# Other Pets > Fish >  Can a "40 gallon breeder" glass tank hold water?

## Zach

I would really like to use mine as a fish tank but i heard somewhere that it wont hold water and ive also heard that it would. I didnt buy it new (craigslist) so i wouldnt know if it was actually an  "aquarium" or not. The dimensions are...  36 by 18 1/4.


 what do you think?

----------


## mainbutter

Some can, some can't.  It's not the size, but the construction that determines if it can hold water.  Some glass tanks are built with reptiles in mind and cheap out on the construction since they are not meant to hold water, and those that are meant to hold water have stronger seals etc.

----------


## Powerspythons

I'd say just give it a shot..fill it up somewhere that you wouldnt mind water getting(a bathtub if it would fit) and see if there are any leaks in it..if there are a patch with some silicone glue/gel stuff should seal it up.  Thats just what I'd do tho, not saying it will work.. :Razz:

----------


## DemmBalls

Does the tank have a manufacturer label on the bottom?  If it was not intended for fish, the glass will be much thinner and may blow out when under pressure.  If you decide to fill it...I would do so outside first.

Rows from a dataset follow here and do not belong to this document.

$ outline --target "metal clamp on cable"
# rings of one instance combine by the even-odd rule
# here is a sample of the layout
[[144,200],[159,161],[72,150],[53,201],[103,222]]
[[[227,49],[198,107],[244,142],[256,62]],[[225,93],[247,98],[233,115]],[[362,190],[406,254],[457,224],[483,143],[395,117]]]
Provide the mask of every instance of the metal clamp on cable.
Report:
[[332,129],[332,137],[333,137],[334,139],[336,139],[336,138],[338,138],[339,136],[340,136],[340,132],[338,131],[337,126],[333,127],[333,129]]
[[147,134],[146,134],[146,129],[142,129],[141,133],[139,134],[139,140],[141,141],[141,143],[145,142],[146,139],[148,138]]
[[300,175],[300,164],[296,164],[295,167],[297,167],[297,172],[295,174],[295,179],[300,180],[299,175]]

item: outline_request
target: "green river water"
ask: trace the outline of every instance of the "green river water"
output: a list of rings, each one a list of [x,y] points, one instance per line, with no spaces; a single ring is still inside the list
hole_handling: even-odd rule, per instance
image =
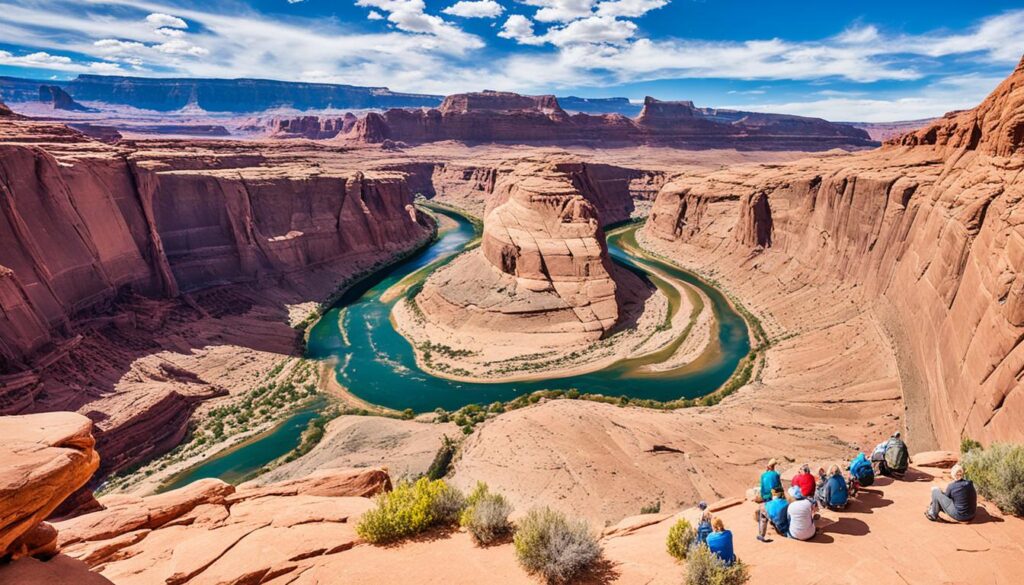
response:
[[[608,249],[616,262],[647,275],[655,284],[661,284],[663,291],[674,289],[667,289],[659,280],[675,279],[700,289],[710,299],[717,336],[700,358],[665,372],[639,369],[646,363],[665,359],[674,351],[672,347],[588,374],[528,382],[467,383],[427,374],[417,366],[412,345],[391,324],[391,309],[403,295],[388,300],[381,297],[403,279],[403,286],[415,285],[477,242],[477,229],[468,219],[447,210],[435,212],[448,216],[456,226],[442,231],[437,240],[418,254],[352,287],[309,333],[306,357],[332,360],[338,382],[367,402],[396,410],[426,412],[438,407],[454,410],[468,404],[507,401],[535,390],[571,388],[662,401],[693,398],[725,383],[750,351],[746,322],[725,296],[689,272],[636,252],[638,226],[631,226],[609,232]],[[678,339],[674,345],[681,341],[682,338]],[[192,468],[164,489],[203,477],[237,481],[251,476],[297,446],[306,424],[323,406],[320,401],[298,409],[271,432]]]

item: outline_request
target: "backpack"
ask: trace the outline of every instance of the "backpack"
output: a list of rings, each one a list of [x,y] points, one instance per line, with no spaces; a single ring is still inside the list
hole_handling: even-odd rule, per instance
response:
[[[910,454],[907,453],[907,445],[900,439],[890,439],[889,446],[885,448],[885,466],[889,469],[903,473],[910,463]]]
[[[861,453],[853,460],[850,464],[850,474],[857,479],[862,487],[867,487],[875,483],[875,469],[871,466],[871,462],[864,457]]]

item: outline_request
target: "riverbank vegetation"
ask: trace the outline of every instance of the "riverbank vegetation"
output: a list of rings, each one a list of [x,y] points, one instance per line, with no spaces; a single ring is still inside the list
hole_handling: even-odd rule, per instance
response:
[[[965,440],[964,471],[984,498],[1004,514],[1024,516],[1024,445]]]

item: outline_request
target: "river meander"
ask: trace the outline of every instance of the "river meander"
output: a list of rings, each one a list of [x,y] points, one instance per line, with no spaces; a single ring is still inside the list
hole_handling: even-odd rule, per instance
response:
[[[715,334],[696,360],[667,371],[653,372],[643,367],[670,356],[683,341],[680,337],[652,354],[582,375],[527,382],[468,383],[427,374],[417,365],[412,345],[393,327],[391,309],[433,270],[479,241],[477,228],[467,218],[444,209],[434,211],[454,221],[454,227],[442,230],[418,254],[349,289],[309,332],[306,357],[331,360],[338,383],[367,402],[395,410],[411,408],[426,412],[439,407],[455,410],[468,404],[507,401],[535,390],[572,388],[592,394],[661,401],[693,398],[713,392],[725,383],[750,350],[746,322],[726,297],[693,274],[644,254],[636,243],[639,226],[632,225],[609,231],[608,250],[615,262],[642,273],[667,294],[676,289],[667,287],[664,279],[675,279],[699,289],[711,302]],[[297,446],[306,422],[324,404],[317,401],[296,410],[274,430],[178,475],[164,489],[203,477],[227,481],[251,477]]]

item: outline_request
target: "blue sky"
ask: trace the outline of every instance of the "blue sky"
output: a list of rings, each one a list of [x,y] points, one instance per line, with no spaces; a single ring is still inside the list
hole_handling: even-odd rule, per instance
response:
[[[654,95],[832,120],[971,107],[1022,53],[1019,0],[0,0],[0,75]]]

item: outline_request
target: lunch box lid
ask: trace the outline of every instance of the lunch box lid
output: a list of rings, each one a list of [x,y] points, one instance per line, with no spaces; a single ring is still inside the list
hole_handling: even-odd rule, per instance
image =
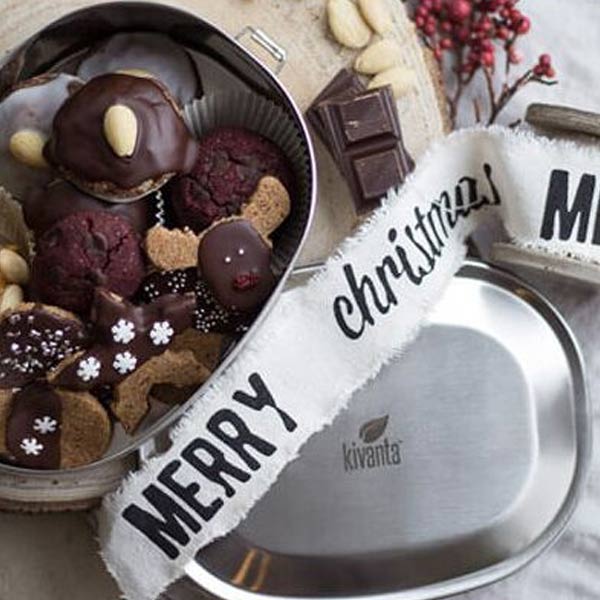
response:
[[[567,324],[469,262],[416,342],[165,597],[416,600],[491,583],[564,529],[590,449]]]

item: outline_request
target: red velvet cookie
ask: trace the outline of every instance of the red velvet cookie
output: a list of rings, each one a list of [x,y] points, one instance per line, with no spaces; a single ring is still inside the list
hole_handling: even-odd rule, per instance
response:
[[[55,179],[47,186],[33,187],[23,196],[23,214],[27,226],[36,236],[43,235],[58,221],[78,212],[107,212],[127,219],[133,228],[144,235],[156,219],[158,200],[156,195],[116,204],[104,202],[82,192],[74,185]]]
[[[200,232],[236,215],[265,175],[277,177],[290,189],[292,174],[275,144],[246,129],[213,131],[200,140],[192,171],[170,185],[178,224]]]
[[[94,288],[132,296],[145,268],[140,238],[123,217],[80,212],[62,219],[36,245],[31,288],[35,297],[87,314]]]

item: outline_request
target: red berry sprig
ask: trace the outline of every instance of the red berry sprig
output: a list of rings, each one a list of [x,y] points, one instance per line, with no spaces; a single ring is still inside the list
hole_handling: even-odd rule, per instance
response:
[[[509,83],[510,70],[523,61],[516,48],[529,33],[531,21],[516,8],[519,0],[417,0],[414,21],[425,43],[442,66],[450,65],[456,77],[448,96],[452,124],[465,88],[483,73],[489,94],[488,124],[493,123],[513,96],[527,83],[553,85],[556,72],[549,54]],[[505,81],[494,85],[499,51],[504,53]],[[479,115],[479,107],[476,107]],[[478,118],[479,120],[479,118]]]

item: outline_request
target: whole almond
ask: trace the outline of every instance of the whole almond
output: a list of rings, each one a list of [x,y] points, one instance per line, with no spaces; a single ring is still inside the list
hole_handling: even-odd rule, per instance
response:
[[[16,308],[23,302],[23,290],[15,283],[6,286],[2,296],[0,296],[0,314],[5,310]]]
[[[371,30],[350,0],[329,0],[329,27],[337,42],[348,48],[363,48],[371,39]]]
[[[10,153],[21,163],[34,169],[47,169],[44,158],[46,138],[35,129],[21,129],[13,133],[8,148]]]
[[[120,158],[132,156],[138,137],[138,120],[124,104],[113,104],[104,113],[104,137]]]
[[[354,70],[365,75],[376,75],[398,64],[400,48],[392,40],[380,40],[363,50],[354,63]]]
[[[14,250],[0,250],[0,274],[7,283],[25,285],[29,281],[29,265],[27,261]]]
[[[360,12],[375,33],[383,35],[392,28],[392,16],[386,0],[358,0]]]
[[[117,69],[120,75],[131,75],[131,77],[141,77],[142,79],[154,79],[154,75],[146,69]]]
[[[386,85],[391,85],[394,96],[401,98],[415,89],[417,78],[412,69],[407,67],[392,67],[375,75],[369,82],[368,88],[372,90]]]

P.s. At a glance it looks like a reptile terrarium to me.  Is that a built-in screen lid I see?

----------


## mark and marley

that looks like a terrarium to me as well. i think i even see the sliding,locking screen lid like on a zilla..but i dont know much anyway

----------


## MissDizzyBee

> Does the tank have a manufacturer label on the bottom?  If it was not intended for fish, the glass will be much thinner and may blow out when under pressure.  If you decide to fill it...I would do so outside first.


x2

Tanks made for reptiles are not normally made to deal with the water pressure pushing outwards.

----------


## Walterras

Yeah 200g tank is enough to hold 40 gallon water easily. It is the good size for the fish. 20-30 fish can easily survive in this tank.

----------


## Strick

Looks like a regular sliding top terrarium.  Glass will not withstand the water pressure.  There is a difference in the glass used.  Aquariums of the same size or much heavier than these due to the glass...

----------